= Isola Jones =

Mezzo-soprano opera singer

Isola Jones (born December 27, 1949) is an American mezzo-soprano opera singer. She sang at the Metropolitan Opera for 16 seasons and has performed with many opera companies throughout the U.S. and abroad.

==Biography==
Jones was born in Chicago, Illinois. She is part African American and part Cherokee, and also has European ancestry. She received her undergraduate degree at Northwestern University in Evanston, Illinois. Among her musical influences, she credits Leontyne Price.

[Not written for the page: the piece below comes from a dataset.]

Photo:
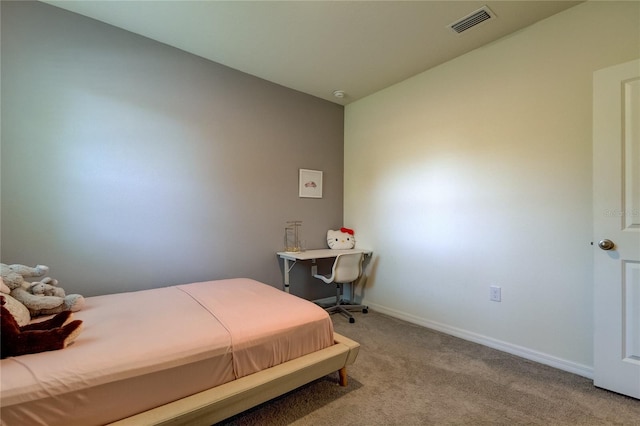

After college, she joined the Chicago Symphony Chorus and was the understudy for Yvonne Minton the Verdi Requiem in 1975. During the next two years, she sang in Der Fliegende Holländer in Chicago and in Porgy and Bess in Cleveland. She joined the Metropolitan Opera in 1977, first playing Olga in Tchaikovsky's Eugene Onegin. She sang at the Met for 16 seasons and more than 500 performances. In her first year at the Met, she sang the role of Maddalena in Rigoletto in a live telecast, and she later sang in 10 Live from the Met telecasts.

She has also sung with Arizona Opera, Baltimore Opera, Calgary Opera, Chicago Lyric Opera, Cincinnati Opera, Dallas Opera, the Hungarian Opera Company, Palm Beach Opera, Seattle Opera, at the Spoleto Festival and at Kennedy Center with Washington Opera. In 1999, she joined the faculty at South Mountain Community College in Phoenix, Arizona. The title role in the opera, Guadalupe, Our Lady of the Roses, was written for Jones, who wrote one of the arias. The opera was composed by James DeMars of Arizona State University, and its recording was nominated in four categories for the 2010 Grammy Awards.

She continues to perform and teach.

Ms. Jones has recently completed her coursework at Arizona State University and is now Dr. Isola Jones.